Some days are harder than others, and other days are a whole lot easier. Logan has become quite adept at rolling and requires constant supervision when he’s on the floor because he can make his way from one end to the other. He won’t stay on his back, and will always roll onto his stomach, but then he’ll get mad and angry, bury his head into the floor and I’ll have to roll him back on his back. This is a constant game to him, I am sure!
My entire day has consisted of this. There’s been a few short breaks, but then it’s back to the tummy rolling. I love watching him learn new tricks, but today I am finding it so much harder than other days. I need time to myself, and then I berate myself for wanting time to myself. It’s a no win situation! Today I feel like the worst parent in the world, and at the same time acknowledging that I am doing a great job.

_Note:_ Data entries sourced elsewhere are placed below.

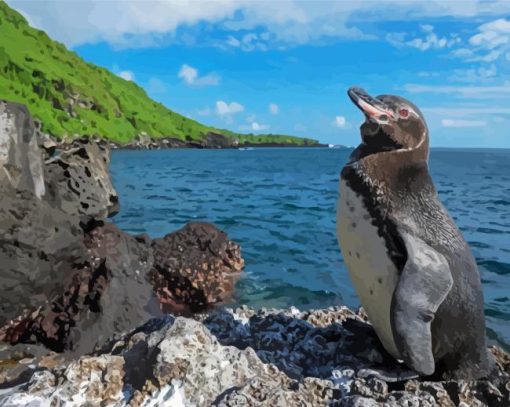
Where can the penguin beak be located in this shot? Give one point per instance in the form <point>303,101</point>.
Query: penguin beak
<point>372,107</point>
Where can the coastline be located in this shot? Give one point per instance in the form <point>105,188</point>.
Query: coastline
<point>115,319</point>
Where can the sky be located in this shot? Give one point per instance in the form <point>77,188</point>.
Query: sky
<point>284,66</point>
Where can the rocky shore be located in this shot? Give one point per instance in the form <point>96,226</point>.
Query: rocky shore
<point>93,316</point>
<point>211,141</point>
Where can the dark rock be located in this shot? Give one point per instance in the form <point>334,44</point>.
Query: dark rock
<point>20,160</point>
<point>78,181</point>
<point>40,253</point>
<point>194,268</point>
<point>226,361</point>
<point>114,289</point>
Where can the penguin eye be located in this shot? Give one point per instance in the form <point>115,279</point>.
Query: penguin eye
<point>404,113</point>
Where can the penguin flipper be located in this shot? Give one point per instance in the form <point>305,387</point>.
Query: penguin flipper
<point>423,285</point>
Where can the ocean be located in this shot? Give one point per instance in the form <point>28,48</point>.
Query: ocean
<point>279,205</point>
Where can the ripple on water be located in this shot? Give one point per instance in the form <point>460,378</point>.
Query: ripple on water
<point>279,204</point>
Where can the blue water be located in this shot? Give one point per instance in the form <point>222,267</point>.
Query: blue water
<point>279,204</point>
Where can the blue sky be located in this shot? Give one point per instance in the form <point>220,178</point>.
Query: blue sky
<point>284,66</point>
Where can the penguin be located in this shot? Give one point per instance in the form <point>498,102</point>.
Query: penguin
<point>412,270</point>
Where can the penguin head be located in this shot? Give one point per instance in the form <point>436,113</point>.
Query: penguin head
<point>392,122</point>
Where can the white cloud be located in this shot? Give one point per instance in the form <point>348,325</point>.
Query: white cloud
<point>227,109</point>
<point>190,75</point>
<point>265,24</point>
<point>463,123</point>
<point>254,127</point>
<point>474,75</point>
<point>430,41</point>
<point>258,127</point>
<point>490,43</point>
<point>473,92</point>
<point>274,108</point>
<point>205,112</point>
<point>127,75</point>
<point>471,111</point>
<point>340,122</point>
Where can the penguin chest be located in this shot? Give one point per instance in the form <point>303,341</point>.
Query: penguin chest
<point>371,270</point>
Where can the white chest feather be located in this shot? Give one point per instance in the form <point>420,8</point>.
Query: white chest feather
<point>371,270</point>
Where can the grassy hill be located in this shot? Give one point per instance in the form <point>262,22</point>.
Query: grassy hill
<point>70,96</point>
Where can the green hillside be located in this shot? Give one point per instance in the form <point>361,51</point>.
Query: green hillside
<point>70,96</point>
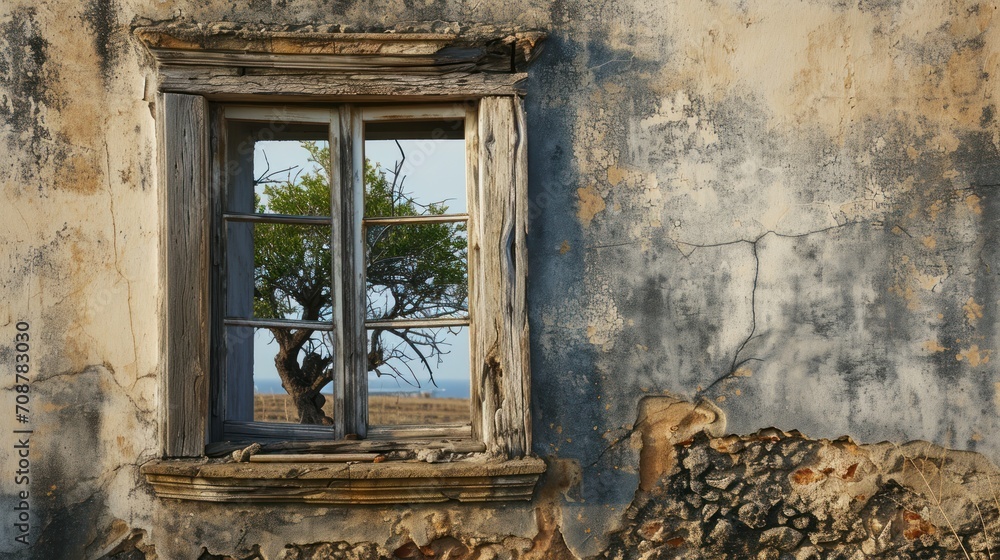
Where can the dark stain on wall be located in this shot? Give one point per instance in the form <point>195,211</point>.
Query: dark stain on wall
<point>101,17</point>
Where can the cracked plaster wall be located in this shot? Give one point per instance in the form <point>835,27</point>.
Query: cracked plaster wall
<point>786,208</point>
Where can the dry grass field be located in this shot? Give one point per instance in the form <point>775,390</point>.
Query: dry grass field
<point>382,410</point>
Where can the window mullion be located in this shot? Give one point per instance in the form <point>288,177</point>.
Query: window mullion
<point>352,359</point>
<point>337,263</point>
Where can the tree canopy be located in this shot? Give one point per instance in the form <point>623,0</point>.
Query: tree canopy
<point>412,272</point>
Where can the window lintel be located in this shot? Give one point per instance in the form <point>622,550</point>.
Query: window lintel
<point>420,48</point>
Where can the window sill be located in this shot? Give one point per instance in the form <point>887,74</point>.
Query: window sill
<point>340,483</point>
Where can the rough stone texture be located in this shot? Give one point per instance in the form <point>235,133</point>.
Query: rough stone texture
<point>781,495</point>
<point>786,208</point>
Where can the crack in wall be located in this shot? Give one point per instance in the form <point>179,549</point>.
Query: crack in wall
<point>114,239</point>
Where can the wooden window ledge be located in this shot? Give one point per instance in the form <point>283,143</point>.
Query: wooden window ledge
<point>344,483</point>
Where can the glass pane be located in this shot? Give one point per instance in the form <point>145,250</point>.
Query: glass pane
<point>279,168</point>
<point>256,376</point>
<point>408,174</point>
<point>418,376</point>
<point>416,271</point>
<point>278,271</point>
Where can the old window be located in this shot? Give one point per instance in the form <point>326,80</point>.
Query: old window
<point>343,270</point>
<point>319,266</point>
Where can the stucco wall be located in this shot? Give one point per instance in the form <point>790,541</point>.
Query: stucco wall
<point>786,208</point>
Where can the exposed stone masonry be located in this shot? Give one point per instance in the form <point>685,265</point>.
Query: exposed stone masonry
<point>776,495</point>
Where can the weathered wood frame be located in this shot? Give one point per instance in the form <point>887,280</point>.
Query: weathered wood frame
<point>497,178</point>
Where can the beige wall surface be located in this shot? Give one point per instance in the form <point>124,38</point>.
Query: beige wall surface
<point>783,210</point>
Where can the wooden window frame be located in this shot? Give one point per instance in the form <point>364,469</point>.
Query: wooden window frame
<point>195,73</point>
<point>345,124</point>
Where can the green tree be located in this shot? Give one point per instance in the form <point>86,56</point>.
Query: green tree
<point>412,272</point>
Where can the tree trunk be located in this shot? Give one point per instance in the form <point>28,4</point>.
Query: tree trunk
<point>303,385</point>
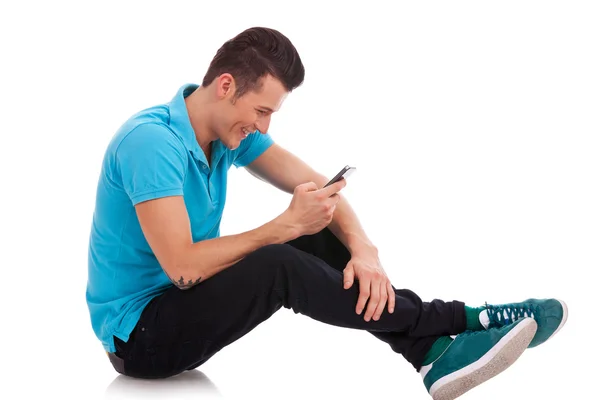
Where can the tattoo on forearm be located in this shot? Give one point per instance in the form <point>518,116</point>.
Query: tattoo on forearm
<point>182,284</point>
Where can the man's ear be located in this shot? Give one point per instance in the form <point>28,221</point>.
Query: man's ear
<point>225,86</point>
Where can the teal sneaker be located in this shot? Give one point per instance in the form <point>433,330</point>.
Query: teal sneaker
<point>476,356</point>
<point>550,315</point>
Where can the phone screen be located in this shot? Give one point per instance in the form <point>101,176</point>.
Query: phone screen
<point>344,173</point>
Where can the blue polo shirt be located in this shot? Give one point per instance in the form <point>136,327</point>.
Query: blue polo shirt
<point>154,154</point>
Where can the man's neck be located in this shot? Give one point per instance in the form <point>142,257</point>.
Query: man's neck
<point>199,108</point>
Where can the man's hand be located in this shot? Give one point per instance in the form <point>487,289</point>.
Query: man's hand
<point>311,208</point>
<point>374,284</point>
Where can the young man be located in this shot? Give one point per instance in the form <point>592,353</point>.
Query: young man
<point>166,292</point>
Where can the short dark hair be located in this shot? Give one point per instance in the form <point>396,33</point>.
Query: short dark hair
<point>254,54</point>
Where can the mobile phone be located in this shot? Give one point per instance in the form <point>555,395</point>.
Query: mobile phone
<point>343,174</point>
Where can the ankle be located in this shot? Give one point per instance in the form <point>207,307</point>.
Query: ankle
<point>472,316</point>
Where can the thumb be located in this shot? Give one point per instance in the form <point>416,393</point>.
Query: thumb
<point>307,187</point>
<point>348,276</point>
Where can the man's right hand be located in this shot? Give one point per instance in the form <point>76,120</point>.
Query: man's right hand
<point>311,208</point>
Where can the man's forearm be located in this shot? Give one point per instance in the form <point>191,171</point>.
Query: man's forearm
<point>345,224</point>
<point>206,258</point>
<point>347,228</point>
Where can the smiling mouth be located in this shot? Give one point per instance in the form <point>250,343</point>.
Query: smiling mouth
<point>245,132</point>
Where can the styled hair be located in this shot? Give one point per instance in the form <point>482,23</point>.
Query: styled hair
<point>254,54</point>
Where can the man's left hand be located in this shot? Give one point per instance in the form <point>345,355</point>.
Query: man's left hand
<point>374,284</point>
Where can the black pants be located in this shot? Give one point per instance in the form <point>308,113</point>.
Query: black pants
<point>182,329</point>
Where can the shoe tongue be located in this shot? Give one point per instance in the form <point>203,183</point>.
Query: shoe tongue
<point>484,319</point>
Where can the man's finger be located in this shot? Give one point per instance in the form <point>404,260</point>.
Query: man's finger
<point>308,187</point>
<point>365,292</point>
<point>382,301</point>
<point>348,277</point>
<point>373,300</point>
<point>391,298</point>
<point>334,187</point>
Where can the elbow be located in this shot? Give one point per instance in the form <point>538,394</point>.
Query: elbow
<point>182,275</point>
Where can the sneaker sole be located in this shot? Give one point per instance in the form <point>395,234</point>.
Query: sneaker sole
<point>492,363</point>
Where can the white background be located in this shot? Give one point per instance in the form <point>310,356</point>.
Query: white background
<point>474,127</point>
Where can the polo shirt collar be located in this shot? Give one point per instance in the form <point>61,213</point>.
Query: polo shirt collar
<point>181,125</point>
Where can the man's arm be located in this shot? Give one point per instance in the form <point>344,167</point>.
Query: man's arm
<point>166,226</point>
<point>285,171</point>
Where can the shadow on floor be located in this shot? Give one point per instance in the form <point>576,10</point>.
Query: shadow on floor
<point>190,383</point>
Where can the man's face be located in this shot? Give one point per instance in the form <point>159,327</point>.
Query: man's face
<point>249,113</point>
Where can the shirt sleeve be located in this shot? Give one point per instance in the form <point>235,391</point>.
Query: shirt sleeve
<point>152,163</point>
<point>251,147</point>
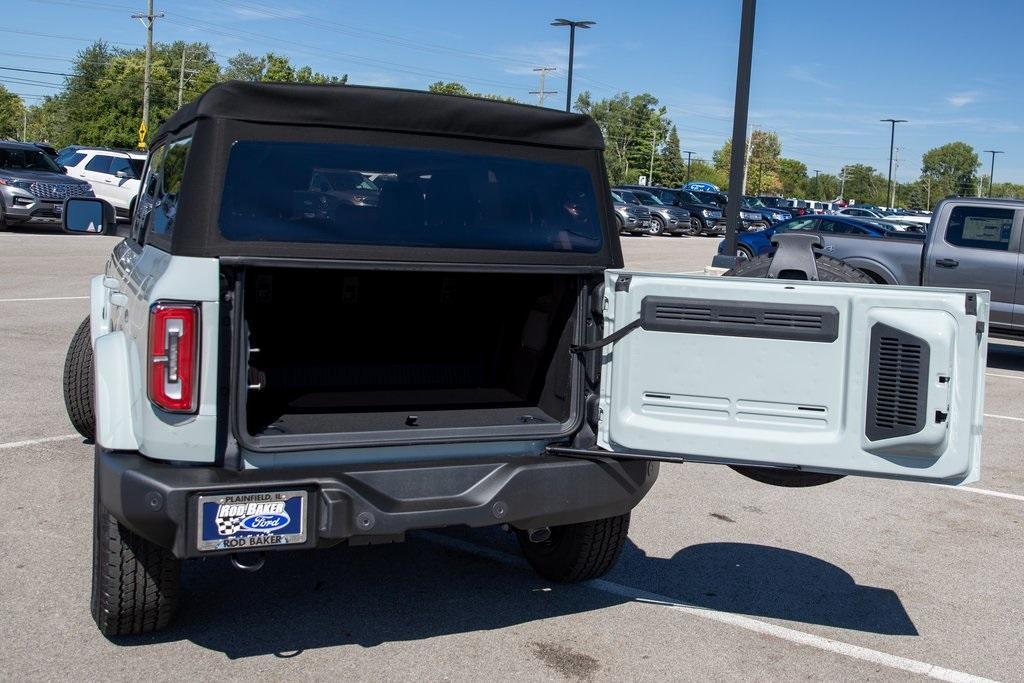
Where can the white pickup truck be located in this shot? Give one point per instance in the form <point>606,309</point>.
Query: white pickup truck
<point>267,368</point>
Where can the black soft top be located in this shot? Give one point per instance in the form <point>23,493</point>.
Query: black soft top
<point>387,109</point>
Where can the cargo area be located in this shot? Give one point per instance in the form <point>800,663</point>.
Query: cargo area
<point>351,352</point>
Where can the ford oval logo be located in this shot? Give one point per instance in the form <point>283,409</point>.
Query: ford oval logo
<point>266,522</point>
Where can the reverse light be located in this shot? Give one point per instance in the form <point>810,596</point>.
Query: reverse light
<point>174,356</point>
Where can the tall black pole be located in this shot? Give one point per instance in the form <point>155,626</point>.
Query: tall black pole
<point>991,170</point>
<point>892,147</point>
<point>568,86</point>
<point>892,142</point>
<point>738,159</point>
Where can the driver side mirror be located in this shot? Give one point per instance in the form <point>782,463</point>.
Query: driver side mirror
<point>88,215</point>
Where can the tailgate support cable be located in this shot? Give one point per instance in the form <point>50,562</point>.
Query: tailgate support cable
<point>610,339</point>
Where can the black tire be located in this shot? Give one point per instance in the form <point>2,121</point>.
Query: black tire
<point>78,382</point>
<point>134,582</point>
<point>829,270</point>
<point>578,552</point>
<point>656,225</point>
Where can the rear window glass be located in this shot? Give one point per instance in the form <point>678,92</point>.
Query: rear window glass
<point>346,194</point>
<point>980,227</point>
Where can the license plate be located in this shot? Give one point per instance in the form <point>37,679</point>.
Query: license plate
<point>249,521</point>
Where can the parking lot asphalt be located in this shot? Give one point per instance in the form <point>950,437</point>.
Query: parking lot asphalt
<point>723,578</point>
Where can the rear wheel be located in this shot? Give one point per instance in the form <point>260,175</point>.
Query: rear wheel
<point>134,582</point>
<point>78,382</point>
<point>578,552</point>
<point>829,270</point>
<point>656,225</point>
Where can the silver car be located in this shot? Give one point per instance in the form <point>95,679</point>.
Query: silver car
<point>631,216</point>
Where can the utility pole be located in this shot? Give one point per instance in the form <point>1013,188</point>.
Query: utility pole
<point>892,142</point>
<point>991,170</point>
<point>542,92</point>
<point>747,158</point>
<point>737,165</point>
<point>572,27</point>
<point>653,145</point>
<point>689,155</point>
<point>181,76</point>
<point>147,20</point>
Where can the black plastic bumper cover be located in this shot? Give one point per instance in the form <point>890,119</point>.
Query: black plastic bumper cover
<point>157,500</point>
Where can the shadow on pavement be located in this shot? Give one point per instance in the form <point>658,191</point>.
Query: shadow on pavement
<point>1006,356</point>
<point>761,581</point>
<point>417,590</point>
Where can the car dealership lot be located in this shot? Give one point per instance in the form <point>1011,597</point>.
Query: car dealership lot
<point>723,579</point>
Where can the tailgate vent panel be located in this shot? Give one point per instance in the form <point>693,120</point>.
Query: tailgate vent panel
<point>897,384</point>
<point>740,318</point>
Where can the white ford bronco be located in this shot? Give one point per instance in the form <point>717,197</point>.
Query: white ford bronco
<point>344,313</point>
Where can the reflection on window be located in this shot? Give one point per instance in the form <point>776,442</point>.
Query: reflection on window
<point>980,227</point>
<point>346,194</point>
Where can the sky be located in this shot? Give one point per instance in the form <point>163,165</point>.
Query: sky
<point>824,71</point>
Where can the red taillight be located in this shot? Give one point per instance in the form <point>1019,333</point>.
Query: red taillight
<point>174,356</point>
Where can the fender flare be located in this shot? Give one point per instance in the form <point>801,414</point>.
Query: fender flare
<point>99,325</point>
<point>116,400</point>
<point>872,268</point>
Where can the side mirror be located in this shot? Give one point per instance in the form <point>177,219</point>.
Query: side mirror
<point>88,215</point>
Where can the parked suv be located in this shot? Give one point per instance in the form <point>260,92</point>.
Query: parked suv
<point>665,218</point>
<point>114,174</point>
<point>705,218</point>
<point>33,186</point>
<point>631,216</point>
<point>467,350</point>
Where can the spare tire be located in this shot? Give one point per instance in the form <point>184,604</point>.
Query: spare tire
<point>829,270</point>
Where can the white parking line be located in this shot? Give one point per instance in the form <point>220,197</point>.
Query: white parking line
<point>985,492</point>
<point>757,626</point>
<point>1004,417</point>
<point>33,441</point>
<point>42,299</point>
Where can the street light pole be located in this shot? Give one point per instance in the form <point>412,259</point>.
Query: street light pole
<point>572,25</point>
<point>738,162</point>
<point>689,155</point>
<point>892,143</point>
<point>991,169</point>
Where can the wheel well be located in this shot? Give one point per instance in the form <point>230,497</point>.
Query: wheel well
<point>879,280</point>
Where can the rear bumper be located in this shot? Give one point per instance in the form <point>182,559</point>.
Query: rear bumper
<point>158,501</point>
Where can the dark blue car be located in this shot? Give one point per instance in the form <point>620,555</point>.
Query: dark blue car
<point>750,245</point>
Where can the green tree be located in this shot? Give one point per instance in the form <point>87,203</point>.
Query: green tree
<point>11,111</point>
<point>670,169</point>
<point>864,184</point>
<point>632,127</point>
<point>951,168</point>
<point>456,88</point>
<point>762,164</point>
<point>793,177</point>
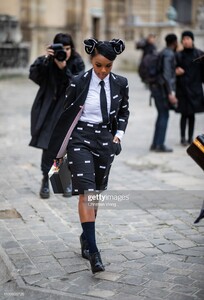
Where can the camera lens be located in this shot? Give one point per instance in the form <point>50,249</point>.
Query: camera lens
<point>60,55</point>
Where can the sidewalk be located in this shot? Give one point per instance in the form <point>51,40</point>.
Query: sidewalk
<point>149,245</point>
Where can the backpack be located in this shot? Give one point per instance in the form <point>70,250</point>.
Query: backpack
<point>150,68</point>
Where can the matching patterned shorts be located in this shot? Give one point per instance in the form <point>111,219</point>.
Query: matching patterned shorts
<point>90,154</point>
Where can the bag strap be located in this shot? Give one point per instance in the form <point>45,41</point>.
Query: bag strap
<point>63,148</point>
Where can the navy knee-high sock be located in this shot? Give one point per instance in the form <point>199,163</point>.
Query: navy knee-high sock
<point>83,236</point>
<point>89,233</point>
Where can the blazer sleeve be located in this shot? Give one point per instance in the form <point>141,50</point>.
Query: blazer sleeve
<point>71,94</point>
<point>123,110</point>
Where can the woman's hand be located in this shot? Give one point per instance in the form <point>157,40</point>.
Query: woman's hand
<point>61,64</point>
<point>116,140</point>
<point>179,71</point>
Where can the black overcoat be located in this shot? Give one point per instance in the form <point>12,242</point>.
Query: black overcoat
<point>75,98</point>
<point>49,101</point>
<point>189,89</point>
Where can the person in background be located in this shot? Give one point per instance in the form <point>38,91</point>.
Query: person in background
<point>164,94</point>
<point>97,103</point>
<point>52,72</point>
<point>189,90</point>
<point>147,45</point>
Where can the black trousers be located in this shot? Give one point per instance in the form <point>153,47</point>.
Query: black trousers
<point>90,154</point>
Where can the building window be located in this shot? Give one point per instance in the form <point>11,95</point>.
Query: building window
<point>184,10</point>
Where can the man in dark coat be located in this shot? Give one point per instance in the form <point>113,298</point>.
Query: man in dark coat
<point>52,73</point>
<point>163,93</point>
<point>189,88</point>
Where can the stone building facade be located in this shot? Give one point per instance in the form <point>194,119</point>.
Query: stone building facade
<point>130,20</point>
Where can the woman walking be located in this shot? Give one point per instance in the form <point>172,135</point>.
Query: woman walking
<point>99,99</point>
<point>52,72</point>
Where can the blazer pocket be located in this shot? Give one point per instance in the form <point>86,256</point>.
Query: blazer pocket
<point>117,148</point>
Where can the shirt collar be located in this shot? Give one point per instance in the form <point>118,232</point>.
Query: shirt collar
<point>97,80</point>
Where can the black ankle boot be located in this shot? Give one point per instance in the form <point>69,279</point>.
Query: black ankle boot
<point>96,263</point>
<point>44,191</point>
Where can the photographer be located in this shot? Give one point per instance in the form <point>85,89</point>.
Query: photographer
<point>52,72</point>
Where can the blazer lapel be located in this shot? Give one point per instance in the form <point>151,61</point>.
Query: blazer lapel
<point>115,95</point>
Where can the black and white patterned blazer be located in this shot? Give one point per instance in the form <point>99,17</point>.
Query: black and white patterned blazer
<point>74,100</point>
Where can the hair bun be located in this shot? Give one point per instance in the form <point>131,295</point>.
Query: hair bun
<point>90,45</point>
<point>118,45</point>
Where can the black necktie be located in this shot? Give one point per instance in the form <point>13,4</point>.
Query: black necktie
<point>103,102</point>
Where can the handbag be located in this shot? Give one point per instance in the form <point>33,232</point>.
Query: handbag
<point>196,150</point>
<point>59,175</point>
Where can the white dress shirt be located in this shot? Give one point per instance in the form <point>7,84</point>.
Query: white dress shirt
<point>92,110</point>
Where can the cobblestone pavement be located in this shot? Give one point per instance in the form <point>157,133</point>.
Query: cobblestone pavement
<point>149,244</point>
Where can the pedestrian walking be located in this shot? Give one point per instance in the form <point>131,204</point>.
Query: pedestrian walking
<point>163,93</point>
<point>52,72</point>
<point>148,48</point>
<point>189,90</point>
<point>147,45</point>
<point>100,100</point>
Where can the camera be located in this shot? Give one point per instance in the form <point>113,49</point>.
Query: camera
<point>59,52</point>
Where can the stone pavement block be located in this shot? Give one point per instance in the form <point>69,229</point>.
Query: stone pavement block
<point>184,243</point>
<point>134,280</point>
<point>132,255</point>
<point>98,293</point>
<point>122,296</point>
<point>108,276</point>
<point>184,280</point>
<point>33,279</point>
<point>66,254</point>
<point>177,296</point>
<point>155,293</point>
<point>169,247</point>
<point>76,268</point>
<point>198,275</point>
<point>185,289</point>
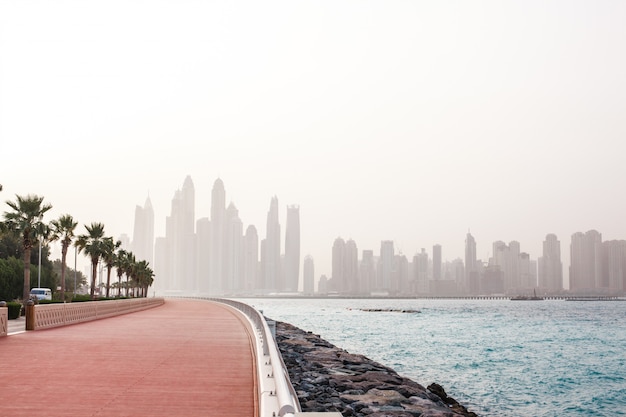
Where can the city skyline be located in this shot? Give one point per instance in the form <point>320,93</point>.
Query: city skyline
<point>217,257</point>
<point>410,122</point>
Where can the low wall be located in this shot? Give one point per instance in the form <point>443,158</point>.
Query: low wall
<point>54,315</point>
<point>4,320</point>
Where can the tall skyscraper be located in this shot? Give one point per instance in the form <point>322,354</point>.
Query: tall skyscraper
<point>218,215</point>
<point>367,272</point>
<point>251,276</point>
<point>614,266</point>
<point>203,263</point>
<point>272,249</point>
<point>351,267</point>
<point>550,265</point>
<point>292,249</point>
<point>338,279</point>
<point>386,261</point>
<point>232,271</point>
<point>420,271</point>
<point>472,281</point>
<point>437,262</point>
<point>143,232</point>
<point>308,284</point>
<point>585,261</point>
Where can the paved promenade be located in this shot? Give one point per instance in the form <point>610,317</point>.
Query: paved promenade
<point>186,357</point>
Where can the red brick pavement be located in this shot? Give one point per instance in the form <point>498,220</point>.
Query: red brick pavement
<point>185,358</point>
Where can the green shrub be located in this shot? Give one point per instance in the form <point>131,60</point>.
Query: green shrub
<point>14,310</point>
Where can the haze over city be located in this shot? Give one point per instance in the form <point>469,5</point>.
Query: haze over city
<point>414,122</point>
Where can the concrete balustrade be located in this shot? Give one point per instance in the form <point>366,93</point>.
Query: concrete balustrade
<point>4,319</point>
<point>45,316</point>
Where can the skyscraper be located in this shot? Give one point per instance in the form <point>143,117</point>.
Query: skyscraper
<point>338,279</point>
<point>272,249</point>
<point>585,261</point>
<point>437,262</point>
<point>251,275</point>
<point>232,270</point>
<point>367,272</point>
<point>308,285</point>
<point>550,265</point>
<point>472,281</point>
<point>143,232</point>
<point>218,214</point>
<point>292,249</point>
<point>351,267</point>
<point>386,261</point>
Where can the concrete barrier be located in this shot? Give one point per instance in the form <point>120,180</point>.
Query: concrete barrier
<point>45,316</point>
<point>4,319</point>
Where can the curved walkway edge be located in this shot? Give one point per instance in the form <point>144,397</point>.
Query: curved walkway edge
<point>183,358</point>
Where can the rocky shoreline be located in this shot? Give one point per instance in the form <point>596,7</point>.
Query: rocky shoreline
<point>327,378</point>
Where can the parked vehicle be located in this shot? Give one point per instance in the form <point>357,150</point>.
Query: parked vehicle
<point>41,293</point>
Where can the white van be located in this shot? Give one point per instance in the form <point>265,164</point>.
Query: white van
<point>41,293</point>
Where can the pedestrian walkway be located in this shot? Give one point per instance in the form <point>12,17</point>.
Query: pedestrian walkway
<point>187,357</point>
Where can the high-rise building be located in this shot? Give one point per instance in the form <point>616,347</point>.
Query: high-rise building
<point>233,251</point>
<point>143,232</point>
<point>308,275</point>
<point>351,267</point>
<point>385,269</point>
<point>550,265</point>
<point>585,261</point>
<point>338,278</point>
<point>203,263</point>
<point>437,262</point>
<point>614,266</point>
<point>292,249</point>
<point>218,218</point>
<point>472,278</point>
<point>367,272</point>
<point>180,236</point>
<point>251,271</point>
<point>272,249</point>
<point>420,271</point>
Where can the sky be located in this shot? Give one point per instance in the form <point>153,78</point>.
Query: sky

I need to Adult in a bad way, but I would NEVER trade this time. I bond with Logan and I love spending time with him, but just five minutes of no baby time would truly rock my world! I know in a few years I will miss this time, he will have grown up and as each moment passes, I can never get that exact moment back. I’m making new moments today. Watching Logan roll, and shove anything he can into his mouth. He’s biting down and I can feel teethies under the gums. Perhaps they’ll cut soon, but I am hoping not. I don’t think my boobs can handle teeth right now!